Leaving the system to maintain itself there is a natural symbiotic balance that develops where the rural areas provide goods and services that urban areas use and vice versa. It is a constant flow of people, goods, services and ideas that keep the system functioning. However as soon as one side of the relationship looses sight of the value of the other half and begin to reduce their role in the partnership then things begin to fall out of balance.

Lets take the North East Avalon region as a case study to explore this a little further. The City of St. John's is the large urban leader in the region, and therefore has a great deal of influence and is home to the vast majority of services and service jobs. Dennis O'Keefe, the current mayor has argued that amalgamation for the region is both inevitable and ideal as stated here at the new online version of The Independent. One idea behind this debate is that residents of the surrounding area are using the infrastructure and services paid for by the City and that's not fair to residents to have to bare that burden. That is complete nonsense. Were is not for the residents of surrounding communities coming into St. John's to access shopping, education, healthcare and other services then the City would not have the required demand to house those services. If you were to poll the folks shopping at the Stavanger Drive Wal-Mart on any given day what percentage would actually live in the city of St. John's? And would there be three Wal-Marts in St. John's if it were not for those "outsiders" shopping there? Is the Mayor willing to forgo those business tax dollars to cut back on road repair costs? I doubt it. It's a symbiotic relationship that must be respected.

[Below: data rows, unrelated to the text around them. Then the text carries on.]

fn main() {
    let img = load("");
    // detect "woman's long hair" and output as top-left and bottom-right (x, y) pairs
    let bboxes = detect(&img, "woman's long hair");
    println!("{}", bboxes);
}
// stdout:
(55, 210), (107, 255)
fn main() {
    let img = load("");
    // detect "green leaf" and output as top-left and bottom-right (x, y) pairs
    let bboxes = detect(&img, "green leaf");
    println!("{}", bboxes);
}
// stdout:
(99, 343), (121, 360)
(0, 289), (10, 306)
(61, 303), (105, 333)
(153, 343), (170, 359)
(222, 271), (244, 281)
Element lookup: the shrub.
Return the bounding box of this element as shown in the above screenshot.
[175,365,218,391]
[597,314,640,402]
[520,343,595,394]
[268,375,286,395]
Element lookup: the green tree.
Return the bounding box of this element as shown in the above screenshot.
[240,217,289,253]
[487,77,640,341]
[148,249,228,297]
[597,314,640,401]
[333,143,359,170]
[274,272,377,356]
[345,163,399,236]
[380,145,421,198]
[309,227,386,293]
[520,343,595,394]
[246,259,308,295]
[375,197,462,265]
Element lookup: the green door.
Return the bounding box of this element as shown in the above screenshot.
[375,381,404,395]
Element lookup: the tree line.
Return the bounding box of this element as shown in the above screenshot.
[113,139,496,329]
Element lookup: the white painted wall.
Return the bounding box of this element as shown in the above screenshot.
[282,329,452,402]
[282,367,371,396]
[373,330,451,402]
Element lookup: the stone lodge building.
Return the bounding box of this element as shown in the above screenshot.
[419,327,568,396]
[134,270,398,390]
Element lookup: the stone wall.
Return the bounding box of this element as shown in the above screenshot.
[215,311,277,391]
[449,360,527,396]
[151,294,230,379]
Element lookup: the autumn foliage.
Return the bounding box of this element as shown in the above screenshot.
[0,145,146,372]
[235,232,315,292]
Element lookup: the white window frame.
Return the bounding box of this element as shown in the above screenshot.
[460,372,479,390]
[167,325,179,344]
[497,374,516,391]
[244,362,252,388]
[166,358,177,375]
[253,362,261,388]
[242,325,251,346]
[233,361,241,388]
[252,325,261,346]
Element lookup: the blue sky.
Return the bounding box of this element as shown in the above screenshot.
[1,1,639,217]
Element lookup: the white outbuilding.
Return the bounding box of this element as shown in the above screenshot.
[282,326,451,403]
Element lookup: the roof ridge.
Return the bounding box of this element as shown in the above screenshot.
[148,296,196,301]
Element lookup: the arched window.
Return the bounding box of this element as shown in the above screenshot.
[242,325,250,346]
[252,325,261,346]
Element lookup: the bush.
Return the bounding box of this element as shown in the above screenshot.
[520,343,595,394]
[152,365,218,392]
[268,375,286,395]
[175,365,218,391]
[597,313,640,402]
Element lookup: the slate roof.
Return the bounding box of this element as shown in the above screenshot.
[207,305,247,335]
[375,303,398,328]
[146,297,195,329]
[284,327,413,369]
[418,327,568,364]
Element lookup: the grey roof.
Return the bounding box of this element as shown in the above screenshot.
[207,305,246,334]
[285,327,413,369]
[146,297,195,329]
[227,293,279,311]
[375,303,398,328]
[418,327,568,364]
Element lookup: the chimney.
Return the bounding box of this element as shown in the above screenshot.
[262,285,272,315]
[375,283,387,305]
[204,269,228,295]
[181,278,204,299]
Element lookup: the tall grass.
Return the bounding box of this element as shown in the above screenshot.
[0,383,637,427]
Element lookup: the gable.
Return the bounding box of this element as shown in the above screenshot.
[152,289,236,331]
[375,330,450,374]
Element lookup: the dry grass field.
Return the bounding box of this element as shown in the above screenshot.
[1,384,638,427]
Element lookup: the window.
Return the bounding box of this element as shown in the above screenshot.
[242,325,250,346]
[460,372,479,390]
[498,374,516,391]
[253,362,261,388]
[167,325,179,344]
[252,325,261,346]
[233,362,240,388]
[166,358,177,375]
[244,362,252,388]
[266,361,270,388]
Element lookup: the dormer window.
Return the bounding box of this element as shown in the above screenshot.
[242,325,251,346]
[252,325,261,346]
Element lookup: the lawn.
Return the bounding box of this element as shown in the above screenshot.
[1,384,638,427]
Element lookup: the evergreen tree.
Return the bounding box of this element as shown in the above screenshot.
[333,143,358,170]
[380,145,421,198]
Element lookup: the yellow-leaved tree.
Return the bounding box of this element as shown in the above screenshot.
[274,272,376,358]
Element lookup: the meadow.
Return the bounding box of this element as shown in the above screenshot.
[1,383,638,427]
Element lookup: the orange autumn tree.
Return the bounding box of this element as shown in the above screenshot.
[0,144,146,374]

As a provence we have fallen out of balance because we seem to have forgotten the benefits of our mutual relationship between rural and urban. Urban areas provide shopping, education, healthcare, transportation, while rural provides recreation, lower cost lifestyles, natural resources, and of course food! As much as the "past the overpass" debate will always continue in NL we must recognize that we need rural areas to survive just as we need urban areas. One of the key aspects of yin and yang is that one cannot exist without the other. We cannot have good without evil, day without night, and we certainly cannot have urban without rural.